The posse rode out of Keeler that same night. The keeper of the general merchandise store, from whom Marcus had borrowed a second pony, had informed them that Cribbens and his partner, whose description tallied exactly with that given in the notice of reward, had outfitted at his place with a view to prospecting in the Panamint hills. The posse trailed them at once to their first camp at the head of the valley. It was an easy matter. It was only necessary to inquire of the cowboys and range riders of the valley if they had seen and noted the passage of two men, one of whom carried a bird cage.

Beyond this first camp the trail was lost, and a week was wasted in a bootless search around the mine at Gold Gulch, whither it seemed probable the partners had gone. Then a travelling peddler, who included Gold Gulch in his route, brought in the news of a wonderful strike of gold-bearing quartz some ten miles to the south on the western slope of the range. Two men from Keeler had made a strike, the peddler had said, and added the curious detail that one of the men had a canary bird in a cage with him.

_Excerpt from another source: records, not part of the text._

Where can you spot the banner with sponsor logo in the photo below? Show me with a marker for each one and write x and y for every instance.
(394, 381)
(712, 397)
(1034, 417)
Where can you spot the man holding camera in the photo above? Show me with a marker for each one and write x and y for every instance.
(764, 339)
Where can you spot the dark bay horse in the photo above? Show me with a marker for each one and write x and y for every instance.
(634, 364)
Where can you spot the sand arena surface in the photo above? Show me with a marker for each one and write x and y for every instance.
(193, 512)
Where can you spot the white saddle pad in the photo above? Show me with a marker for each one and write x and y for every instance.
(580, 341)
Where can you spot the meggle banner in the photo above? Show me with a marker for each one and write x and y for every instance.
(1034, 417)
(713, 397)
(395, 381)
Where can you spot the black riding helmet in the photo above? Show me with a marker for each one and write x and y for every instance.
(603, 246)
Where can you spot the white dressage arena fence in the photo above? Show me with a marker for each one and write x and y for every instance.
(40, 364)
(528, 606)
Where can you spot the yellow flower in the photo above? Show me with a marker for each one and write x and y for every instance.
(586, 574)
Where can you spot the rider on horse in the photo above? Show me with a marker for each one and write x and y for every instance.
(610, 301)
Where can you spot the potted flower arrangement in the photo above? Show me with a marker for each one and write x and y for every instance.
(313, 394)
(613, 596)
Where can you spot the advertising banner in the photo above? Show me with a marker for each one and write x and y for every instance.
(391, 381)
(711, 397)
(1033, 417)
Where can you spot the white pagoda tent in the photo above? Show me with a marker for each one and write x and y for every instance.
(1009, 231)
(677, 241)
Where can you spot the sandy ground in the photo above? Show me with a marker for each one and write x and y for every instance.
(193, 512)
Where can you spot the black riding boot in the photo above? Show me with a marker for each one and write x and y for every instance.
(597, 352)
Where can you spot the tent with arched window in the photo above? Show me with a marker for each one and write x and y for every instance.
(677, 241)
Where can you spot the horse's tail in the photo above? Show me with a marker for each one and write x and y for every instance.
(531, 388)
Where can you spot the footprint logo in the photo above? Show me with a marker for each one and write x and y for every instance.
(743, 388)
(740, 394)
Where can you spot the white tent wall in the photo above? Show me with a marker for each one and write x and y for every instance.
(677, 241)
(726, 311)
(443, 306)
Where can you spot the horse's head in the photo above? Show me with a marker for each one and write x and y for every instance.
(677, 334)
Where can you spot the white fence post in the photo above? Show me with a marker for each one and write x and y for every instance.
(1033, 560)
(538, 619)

The posse made Cribbens's camp three days after the unaccountable disappearance of his partner. Their man was gone, but the narrow hoof prints of a mule, mixed with those of huge hob-nailed boots, could be plainly followed in the sand. Here they picked up the trail and held to it steadily till the point was reached where, instead of tending southward it swerved abruptly to the east. The men could hardly believe their eyes.

“It ain't reason,” exclaimed the sheriff. “What in thunder is he up to? This beats me. Cutting out into Death Valley at this time of year.”

“He's heading for Gold Mountain over in the Armagosa, sure.”

The men decided that this conjecture was true. It was the only inhabited locality in that direction. A discussion began as to the further movements of the posse.

“I don't figure on going into that alkali sink with no eight men and horses,” declared the sheriff. “One man can't carry enough water to take him and his mount across, let alone EIGHT. No, sir. Four couldn't do it. No, THREE couldn't. We've got to make a circuit round the valley and come up on the other side and head him off at Gold Mountain. That's what we got to do, and ride like hell to do it, too.”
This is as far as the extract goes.